WASHINGTON: Donald Trump, the former President of the United States, made his initial postings on his Facebook and YouTube accounts on Friday, following his reinstatement to the platforms, which occurred more than two years after he was banned in connection with the US Capitol insurrection.
“I’M BACK,” Trump said, alongside a 12-second video clip that appeared to show him giving his victory speech after winning the 2016 election, as he exclaimed: “Sorry to keep you waiting — complicated business.”
The 76-year-old Republican leader — who is running for president again — has been unable to post any content for his 34 million Facebook followers and 2.6 million YouTube subscribers.
The platforms benched Trump days after the January 6, 2021 insurrection, when a mob of his supporters seeking to halt the certification of his election defeat to Joe Biden stormed the US Capitol in Washington.
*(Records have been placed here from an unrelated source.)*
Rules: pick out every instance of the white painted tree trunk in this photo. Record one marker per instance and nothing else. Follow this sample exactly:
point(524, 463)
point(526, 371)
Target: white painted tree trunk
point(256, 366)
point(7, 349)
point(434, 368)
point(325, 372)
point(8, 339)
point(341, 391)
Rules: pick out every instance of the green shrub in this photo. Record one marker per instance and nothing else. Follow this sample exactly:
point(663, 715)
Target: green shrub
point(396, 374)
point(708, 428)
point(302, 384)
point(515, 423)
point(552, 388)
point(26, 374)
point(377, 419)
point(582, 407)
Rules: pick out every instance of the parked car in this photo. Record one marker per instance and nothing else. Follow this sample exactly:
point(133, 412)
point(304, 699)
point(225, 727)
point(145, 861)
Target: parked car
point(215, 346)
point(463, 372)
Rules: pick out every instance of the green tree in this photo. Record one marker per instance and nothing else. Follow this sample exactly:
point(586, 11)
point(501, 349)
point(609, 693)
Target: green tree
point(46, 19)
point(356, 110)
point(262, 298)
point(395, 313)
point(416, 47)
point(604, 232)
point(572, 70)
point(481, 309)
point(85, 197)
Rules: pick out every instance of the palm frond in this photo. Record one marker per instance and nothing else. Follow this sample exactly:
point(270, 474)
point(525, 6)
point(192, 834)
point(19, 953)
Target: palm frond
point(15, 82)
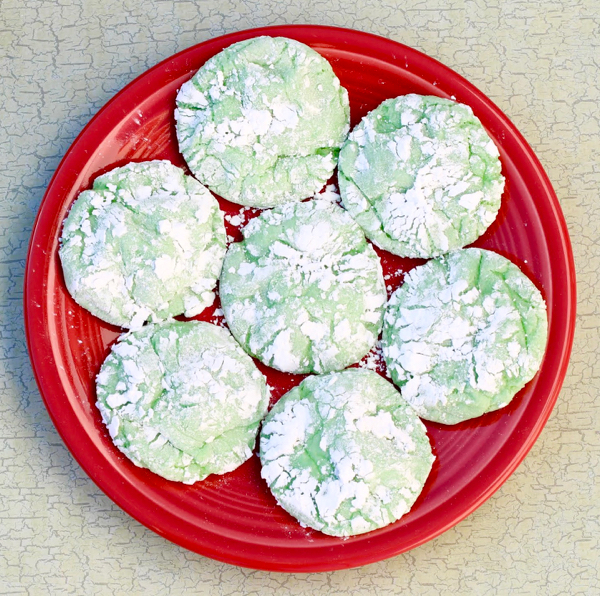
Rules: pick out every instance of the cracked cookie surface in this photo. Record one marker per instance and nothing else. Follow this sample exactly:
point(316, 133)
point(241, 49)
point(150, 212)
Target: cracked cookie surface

He was sanctioned for posting content that the platforms said incited unrest, with YouTube announcing his reinstatement on Friday, two months after Facebook said it was unlocking his account.
The former reality TV star had spent weeks falsely claiming that the presidential election was stolen from him, and he was subsequently impeached for inciting the riot.
Staying off Twitter?
“Starting today, the Donald J. Trump channel is no longer restricted and can upload new content,” YouTube said in a statement.
“We carefully evaluated the continued risk of real-world violence, while balancing the chance for voters to hear equally from major national candidates in the run up to an election.”
Social networking giant Meta announced in January it was reinstating Trump’s accounts on Facebook and Instagram with “new guardrails.”
His Twitter account, which has 87 million followers, was also blocked after the riot, leaving him to communicate through Truth Social, where he has fewer than five million followers.
New Twitter owner Elon Musk reinstated Trump last November, days after he announced a fresh White House run, but he has yet to post.
The American Civil Liberties Union, which has filed more than 400 legal actions against Trump, applauded Meta’s decision.
“Like it or not, President Trump is one of the country’s leading political figures and the public has a strong interest in hearing his speech,” executive director Anthony Romero said in a statement.
“Indeed, some of Trump’s most offensive social media posts ended up being critical evidence in lawsuits filed against him and his administration.”
But advocacy groups such as Media Matters for America vehemently oppose allowing Trump to exploit the social networking reach of the Big Tech giants.
Trump’s shock victory in 2016 was credited in part to his leverage of social media and his enormous digital reach.
A US congressional committee recommended in December that he be prosecuted for his role in the US Capitol assault.